Chiedo se qualcuno è riuscito a testare positivamente il comando riportato relativo a Hydra :
hydra -t 3 -l msfadmin -e nsr www.labpentest.hj ssh (pag. 35 rivista)
Così non funziona. Dice che il server non supporta la password authentication
Invece mettendo ftp al posto di ssh, come servizio, ritorna le credenziali dell' utente msfadmin corrette.
Grazie per eventuali riscontri
Buongiorno.
Ho riprovato ad utilizzare hydra contro i servizi FTP e SSH in esecuzione sulla VM metasploitable senza alcun problema. Ecco il link allo screenshot delle mie prove:
Ho spulciato tra gli issues segnalati sulla pagina github che ospita il codice di Hydra, ed ho trovato alcuni messaggi relativi a problematiche simili a quella che tu hai segnalato. Se dai un'occhiata a questo link, in particolare
https://github.com/vanhauser-thc/thc-hydra/issues/231
puoi notare come Van Hauser, l'autore di Hydra, suggerisca ad un utente che lamenta la tua medesima problematica (errore su SSH di tipo "target does not support password authentication") di provare a:
- effettuare una connessione SSH alla macchina attaccata, per verificare che il relativo servizio SSH funzioni correttamente (nel nostro caso, devi eseguire il comando ssh [email protected]);
- se la prova precedente ha dato esito positivo, provare ad aggiornare Hydra.
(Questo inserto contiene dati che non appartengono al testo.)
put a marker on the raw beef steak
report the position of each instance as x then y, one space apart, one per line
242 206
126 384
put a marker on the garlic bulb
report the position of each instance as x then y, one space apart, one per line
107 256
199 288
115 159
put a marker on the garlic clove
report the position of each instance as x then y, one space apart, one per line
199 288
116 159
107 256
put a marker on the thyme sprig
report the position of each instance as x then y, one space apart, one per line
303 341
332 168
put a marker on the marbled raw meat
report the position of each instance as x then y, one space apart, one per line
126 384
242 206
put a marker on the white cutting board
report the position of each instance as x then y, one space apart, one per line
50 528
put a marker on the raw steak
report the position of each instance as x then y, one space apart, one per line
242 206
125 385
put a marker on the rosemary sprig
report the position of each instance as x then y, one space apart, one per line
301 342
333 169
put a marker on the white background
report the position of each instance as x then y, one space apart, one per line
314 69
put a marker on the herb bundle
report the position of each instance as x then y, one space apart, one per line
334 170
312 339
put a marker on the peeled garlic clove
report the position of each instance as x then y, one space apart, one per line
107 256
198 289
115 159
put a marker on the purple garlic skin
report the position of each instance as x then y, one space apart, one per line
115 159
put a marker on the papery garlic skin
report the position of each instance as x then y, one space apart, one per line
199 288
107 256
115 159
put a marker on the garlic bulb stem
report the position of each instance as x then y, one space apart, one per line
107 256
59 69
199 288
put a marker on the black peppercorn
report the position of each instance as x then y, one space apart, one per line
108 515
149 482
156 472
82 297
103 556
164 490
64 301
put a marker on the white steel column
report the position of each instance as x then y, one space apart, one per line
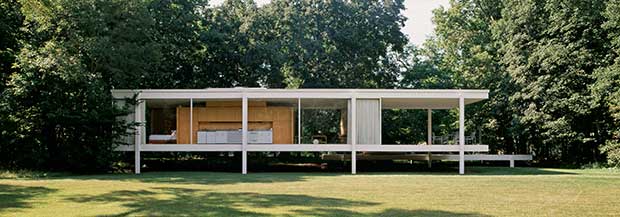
138 139
461 134
191 121
244 135
353 135
299 121
429 136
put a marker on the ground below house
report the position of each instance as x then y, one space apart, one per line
484 191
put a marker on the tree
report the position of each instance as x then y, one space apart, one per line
551 49
334 43
606 88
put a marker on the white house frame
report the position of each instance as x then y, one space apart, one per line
389 98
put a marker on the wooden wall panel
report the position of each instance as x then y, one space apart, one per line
221 117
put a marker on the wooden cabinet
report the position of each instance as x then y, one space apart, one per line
226 115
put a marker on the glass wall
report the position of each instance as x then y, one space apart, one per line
272 121
324 121
216 121
165 120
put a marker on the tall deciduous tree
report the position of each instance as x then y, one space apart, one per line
606 88
551 49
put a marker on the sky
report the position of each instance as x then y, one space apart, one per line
419 13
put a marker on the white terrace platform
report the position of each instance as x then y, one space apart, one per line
362 106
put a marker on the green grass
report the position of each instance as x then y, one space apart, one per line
492 191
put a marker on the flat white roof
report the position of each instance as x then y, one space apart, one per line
391 98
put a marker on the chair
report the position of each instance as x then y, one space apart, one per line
471 138
437 139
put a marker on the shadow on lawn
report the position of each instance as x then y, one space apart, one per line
474 170
12 196
193 202
212 178
215 178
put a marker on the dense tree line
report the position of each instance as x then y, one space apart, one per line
552 68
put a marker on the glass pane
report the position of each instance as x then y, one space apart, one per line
167 121
324 121
217 121
272 121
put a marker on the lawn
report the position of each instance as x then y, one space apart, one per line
492 191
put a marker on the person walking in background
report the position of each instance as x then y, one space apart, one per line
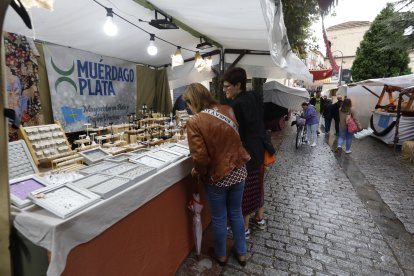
335 113
318 102
248 108
220 163
328 115
312 122
344 112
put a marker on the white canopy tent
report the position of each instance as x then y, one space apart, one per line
364 96
288 97
234 24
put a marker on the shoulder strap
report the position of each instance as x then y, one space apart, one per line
221 117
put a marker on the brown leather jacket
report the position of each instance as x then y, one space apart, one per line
215 147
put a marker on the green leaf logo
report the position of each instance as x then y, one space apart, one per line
65 75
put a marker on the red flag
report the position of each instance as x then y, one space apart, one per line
321 74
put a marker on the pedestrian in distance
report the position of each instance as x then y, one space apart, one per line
220 163
248 108
344 135
318 102
335 113
328 115
312 122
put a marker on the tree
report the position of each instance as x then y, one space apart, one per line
374 62
299 16
402 21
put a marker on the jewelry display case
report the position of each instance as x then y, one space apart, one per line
94 155
63 200
179 148
45 142
166 154
150 161
98 167
111 186
119 158
139 173
20 188
20 160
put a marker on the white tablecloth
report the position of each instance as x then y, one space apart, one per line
61 236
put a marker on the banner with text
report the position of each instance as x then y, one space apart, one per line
89 88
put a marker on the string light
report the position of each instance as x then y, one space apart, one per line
152 50
177 58
109 27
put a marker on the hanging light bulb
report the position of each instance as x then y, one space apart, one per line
152 50
209 62
177 58
109 27
199 62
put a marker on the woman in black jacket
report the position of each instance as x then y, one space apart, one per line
248 108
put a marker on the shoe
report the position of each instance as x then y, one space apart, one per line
260 224
237 257
247 233
214 257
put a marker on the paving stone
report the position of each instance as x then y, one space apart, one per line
317 223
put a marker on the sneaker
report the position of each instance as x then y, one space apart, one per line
260 224
247 233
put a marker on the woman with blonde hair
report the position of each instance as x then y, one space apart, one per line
220 163
345 112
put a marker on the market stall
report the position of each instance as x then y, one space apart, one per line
376 103
279 100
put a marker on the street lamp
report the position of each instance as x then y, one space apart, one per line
342 62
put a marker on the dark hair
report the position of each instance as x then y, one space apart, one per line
198 97
234 76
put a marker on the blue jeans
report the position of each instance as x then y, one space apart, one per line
328 124
312 136
227 201
344 135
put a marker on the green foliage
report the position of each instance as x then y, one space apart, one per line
372 61
299 16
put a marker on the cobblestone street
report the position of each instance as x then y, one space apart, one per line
331 214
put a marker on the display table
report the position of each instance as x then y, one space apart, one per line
381 120
131 233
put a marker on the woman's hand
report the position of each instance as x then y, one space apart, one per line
194 172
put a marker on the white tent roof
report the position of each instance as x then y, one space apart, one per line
400 81
288 97
236 24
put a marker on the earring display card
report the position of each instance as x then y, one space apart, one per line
45 142
20 161
119 158
21 188
180 149
139 173
104 165
139 152
166 154
120 168
111 186
94 155
89 181
150 161
63 200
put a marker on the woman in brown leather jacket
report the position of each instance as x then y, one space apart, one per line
219 160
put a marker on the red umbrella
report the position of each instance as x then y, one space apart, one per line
196 206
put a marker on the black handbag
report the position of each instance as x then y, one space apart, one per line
267 142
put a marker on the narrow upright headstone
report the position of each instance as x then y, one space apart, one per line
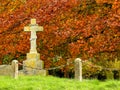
15 68
33 64
78 69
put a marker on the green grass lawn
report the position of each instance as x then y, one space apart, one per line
54 83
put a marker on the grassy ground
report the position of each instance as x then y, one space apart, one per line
53 83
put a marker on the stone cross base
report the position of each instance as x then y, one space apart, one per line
33 72
33 65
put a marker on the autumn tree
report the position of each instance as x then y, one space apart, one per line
72 28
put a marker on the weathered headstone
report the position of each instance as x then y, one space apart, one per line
78 69
10 70
33 65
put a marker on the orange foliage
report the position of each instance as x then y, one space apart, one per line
67 32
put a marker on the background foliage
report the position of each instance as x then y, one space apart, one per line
89 29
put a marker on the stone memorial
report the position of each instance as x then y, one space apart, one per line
78 69
33 65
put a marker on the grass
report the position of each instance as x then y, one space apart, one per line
54 83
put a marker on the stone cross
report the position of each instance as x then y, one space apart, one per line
78 69
33 27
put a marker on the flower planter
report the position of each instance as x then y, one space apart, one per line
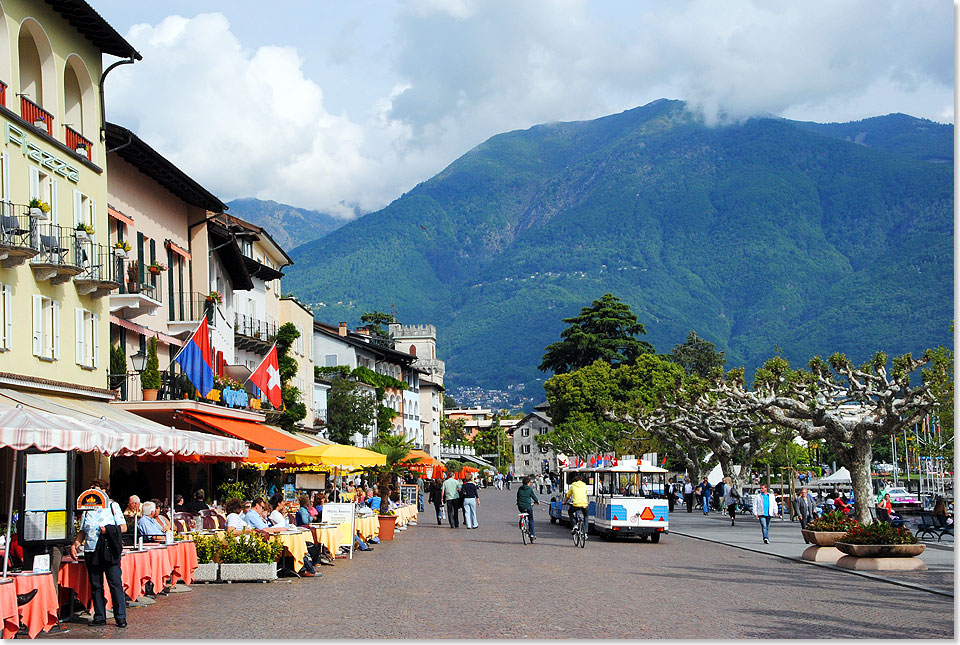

Che versione di Kali utilizzi per effettuare le tue prove? Lo screenshot che ho allegato a questo post si basa sulla Kali 19.04. Tieni conto che con la 20.1b (l'ultima scaricabile sul sito di Kali) mi è capitato di avere qualche piccolo problemino su un altro software...
Facci sapere!
Ciao,
grazie per il supporto.
Ti comunico che ho risolto usando l' ultima versione di Kali.
Quello che non capisco è che ieri su quella vecchia ho eseguito un "update & upgrade" ma non funzionava lo stesso.
Adesso andando avanti nella mia palestra mi sono imbattuto in altro problema.
Nell' articolo relativo all' atacco a Samba quando eseguo il comando :
"smbmap -H www.labpentest.hj....." pag 37 rivista 232 ho come risultato quello che si ha nella foto 4 della rivista (pag 36). Però non ho nessun output su nc -l p 3333.
Non so se mi puoi aiutare tu
Grazie
Massimo
Purtroppo non è raro che alcuni tool inclusi in Kali risenta o di vecchi bug, che non vengono risolti nemmeno aggiornando. Per questo a volte è preferibile installare i tool dal relativo codice sorgente... Comunque sono contento che tu abbia superato il problema.
Per quanto riguarda SMB, il comando che hai eseguito è quello che apre la connessione sulla porta 3333 oppure il precedente, quello che invece ha come oggetto la porta 54xx?
Hai usato correttamente i backtick?
@garrick Grazie per la risposta.
Il comando che ho usato è quello sulla 3333.
Purtroppo non so cosa sono i backtick.
Grazie
Massimo
@garrick Scusami mi sono documentato e ho capito.
Il problema che ho ora è che quando eseguo il comando con opzione " smbmap ....... -e /bin/sh" e poi faccio un hostname sulla connessione "nc -l -p 3333" non mi da il nome di macchina server web (metasploitable) ma mi da il nome della pentester (kali)
Grazie
Così è un pò difficile da capire 🙂 puoi pubblicare uno screenshot del problema, magari utilizzando un servizio come questo?